Tatiana Adasme, Chile
Universidad Bernardo O´Higgins CIBQAAuthor Of 1 Presentation
AMYLOID-Β OLIGOMERS CONTRIBUTE TO THE CALCIUM DYSFUNCTION IN ALZHEIMER´S DISEASE BY INTERRUPTING NEUROPROTECTIVE GENE EXPRESSION INDUCED BY NEURONAL ACTIVITY
Abstract
Aims
Amyloid-beta oligomers (AβOs) are synaptotoxins that induce aberrant Ca2+-signals and promote ROS generation, leading to synaptic plasticity disruption. We have reported that AβOs induce a sustained but low-intensity cytoplasmic [Ca2+]i increase in neurons, which arises from NMDA receptor-mediated Ca2+ entry and subsequent amplification via Ca2+-induced Ca2+-release, mediated by ryanodine receptor (RyR) channels. We also reported that RyR2 isoform has a key role in the mitochondrial dysfunctions induced by AβOs-treatment in neurons, and in the memory-defects observed in rats injected with AβOs.
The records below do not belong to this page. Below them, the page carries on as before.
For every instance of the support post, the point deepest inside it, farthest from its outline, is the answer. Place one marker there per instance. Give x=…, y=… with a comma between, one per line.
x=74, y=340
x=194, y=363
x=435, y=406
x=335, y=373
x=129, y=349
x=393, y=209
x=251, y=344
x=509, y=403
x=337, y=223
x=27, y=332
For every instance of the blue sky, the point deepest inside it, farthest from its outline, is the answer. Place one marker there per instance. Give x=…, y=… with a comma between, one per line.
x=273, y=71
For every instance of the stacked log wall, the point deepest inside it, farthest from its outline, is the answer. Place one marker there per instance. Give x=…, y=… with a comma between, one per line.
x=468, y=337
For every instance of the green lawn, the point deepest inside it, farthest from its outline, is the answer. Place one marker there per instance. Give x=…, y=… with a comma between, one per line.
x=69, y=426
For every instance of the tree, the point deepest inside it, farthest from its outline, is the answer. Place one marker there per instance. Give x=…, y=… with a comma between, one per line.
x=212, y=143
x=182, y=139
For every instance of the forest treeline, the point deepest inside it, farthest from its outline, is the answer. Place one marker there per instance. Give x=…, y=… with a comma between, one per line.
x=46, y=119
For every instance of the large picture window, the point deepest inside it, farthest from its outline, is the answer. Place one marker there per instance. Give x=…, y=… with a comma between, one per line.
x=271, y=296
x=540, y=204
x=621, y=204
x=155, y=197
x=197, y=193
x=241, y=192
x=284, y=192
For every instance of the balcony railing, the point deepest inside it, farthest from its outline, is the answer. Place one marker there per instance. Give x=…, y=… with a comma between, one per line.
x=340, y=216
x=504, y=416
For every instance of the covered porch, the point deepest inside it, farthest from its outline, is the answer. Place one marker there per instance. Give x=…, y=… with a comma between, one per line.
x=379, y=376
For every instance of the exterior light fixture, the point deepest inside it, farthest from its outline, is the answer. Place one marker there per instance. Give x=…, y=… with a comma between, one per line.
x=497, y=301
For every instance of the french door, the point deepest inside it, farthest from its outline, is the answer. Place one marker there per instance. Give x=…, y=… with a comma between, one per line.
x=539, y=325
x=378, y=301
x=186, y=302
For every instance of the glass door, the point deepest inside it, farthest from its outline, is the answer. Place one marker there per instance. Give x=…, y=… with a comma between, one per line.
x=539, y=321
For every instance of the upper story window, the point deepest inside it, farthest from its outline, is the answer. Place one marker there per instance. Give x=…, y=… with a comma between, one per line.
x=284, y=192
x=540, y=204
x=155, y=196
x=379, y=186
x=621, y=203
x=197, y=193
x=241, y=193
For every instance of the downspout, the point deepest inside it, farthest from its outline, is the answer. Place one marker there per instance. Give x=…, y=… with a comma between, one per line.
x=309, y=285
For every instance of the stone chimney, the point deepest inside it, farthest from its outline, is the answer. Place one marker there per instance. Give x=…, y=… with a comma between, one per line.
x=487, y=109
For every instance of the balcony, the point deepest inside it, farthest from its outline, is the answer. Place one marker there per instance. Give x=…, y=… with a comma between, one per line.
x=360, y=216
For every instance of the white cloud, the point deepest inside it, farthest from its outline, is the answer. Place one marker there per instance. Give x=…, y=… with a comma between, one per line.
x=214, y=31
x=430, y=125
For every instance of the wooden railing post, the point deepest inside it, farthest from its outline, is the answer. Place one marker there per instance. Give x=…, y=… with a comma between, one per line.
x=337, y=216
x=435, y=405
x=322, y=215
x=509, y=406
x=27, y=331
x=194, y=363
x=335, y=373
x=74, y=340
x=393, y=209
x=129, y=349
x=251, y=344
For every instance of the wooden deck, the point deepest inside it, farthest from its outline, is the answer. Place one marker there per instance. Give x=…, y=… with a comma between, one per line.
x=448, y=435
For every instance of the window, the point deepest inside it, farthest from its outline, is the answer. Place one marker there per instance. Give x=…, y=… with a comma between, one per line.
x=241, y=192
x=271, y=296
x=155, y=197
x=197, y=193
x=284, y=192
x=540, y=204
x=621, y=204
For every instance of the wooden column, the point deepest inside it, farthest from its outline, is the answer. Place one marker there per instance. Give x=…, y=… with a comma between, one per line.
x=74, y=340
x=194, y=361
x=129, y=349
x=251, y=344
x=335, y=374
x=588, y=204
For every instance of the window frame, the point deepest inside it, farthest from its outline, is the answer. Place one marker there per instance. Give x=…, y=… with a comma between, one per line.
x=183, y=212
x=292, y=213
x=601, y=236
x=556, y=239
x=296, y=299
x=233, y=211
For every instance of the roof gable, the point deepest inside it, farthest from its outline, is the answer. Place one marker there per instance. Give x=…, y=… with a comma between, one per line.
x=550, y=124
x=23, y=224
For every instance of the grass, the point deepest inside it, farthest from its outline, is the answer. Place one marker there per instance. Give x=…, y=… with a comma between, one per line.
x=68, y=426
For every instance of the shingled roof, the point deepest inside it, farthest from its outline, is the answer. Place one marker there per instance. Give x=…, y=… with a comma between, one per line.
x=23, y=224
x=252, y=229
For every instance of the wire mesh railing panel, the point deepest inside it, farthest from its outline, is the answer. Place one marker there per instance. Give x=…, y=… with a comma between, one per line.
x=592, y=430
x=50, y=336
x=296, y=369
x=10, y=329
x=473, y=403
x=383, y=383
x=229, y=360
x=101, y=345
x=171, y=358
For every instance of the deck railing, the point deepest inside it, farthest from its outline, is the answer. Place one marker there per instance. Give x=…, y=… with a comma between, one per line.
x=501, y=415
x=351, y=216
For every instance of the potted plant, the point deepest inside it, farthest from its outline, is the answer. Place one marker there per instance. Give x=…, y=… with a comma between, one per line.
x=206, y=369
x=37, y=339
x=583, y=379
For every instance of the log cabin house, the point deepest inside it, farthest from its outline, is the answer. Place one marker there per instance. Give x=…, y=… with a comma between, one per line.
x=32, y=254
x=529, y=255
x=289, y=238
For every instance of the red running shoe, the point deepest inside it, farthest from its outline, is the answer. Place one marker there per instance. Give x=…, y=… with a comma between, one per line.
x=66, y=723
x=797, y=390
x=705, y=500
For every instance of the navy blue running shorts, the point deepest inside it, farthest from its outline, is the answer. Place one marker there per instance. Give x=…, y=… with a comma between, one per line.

Since gene expression changes are mediated by the rapid activation and expression of transcription factors, we evaluated the expression of RyR2 and distinct activity-dependent genes regulating the expression of neurotrophic factors and antioxidant enzymes in response to AβOs. We also tested the combined effects of AβOs and Gabazine (GBZ), a GABA(A)-receptor blocker that functions as an inductor of synaptic activity.
Methods
Primary hippocampal cultures were pre-incubated for 6 h with AβOs before the Gabazine (GBZ) stimulation for 2h. RyR2, Npas4, BDNF, Glutamate-Cysteine-Ligase (GCL) and NADPH-Quinone-Oxidoreductase (Nqo1) mRNA expression levels were determined by RT-qPCR.
Results
GBZ alone induced in just 2 h an increase in RyR2 expression, BDNF, Npas4, glutamate-Cysteine-Ligase (GCL), and NADPH-Quinone-Oxidoreductase (Nqo1). Conversely, pre-treatment with AβOs prevented these increases in the mRNA expression levels of these proteins induced by GBZ.
Conclusions
We propose that AβOs block the activation of signaling pathways induced by stimulation of neuronal activity by GBZ, leading to a disruption of the neuroprotective gene expression pathways essential to memory and learning processes, which are affected in neurodegenerative diseases.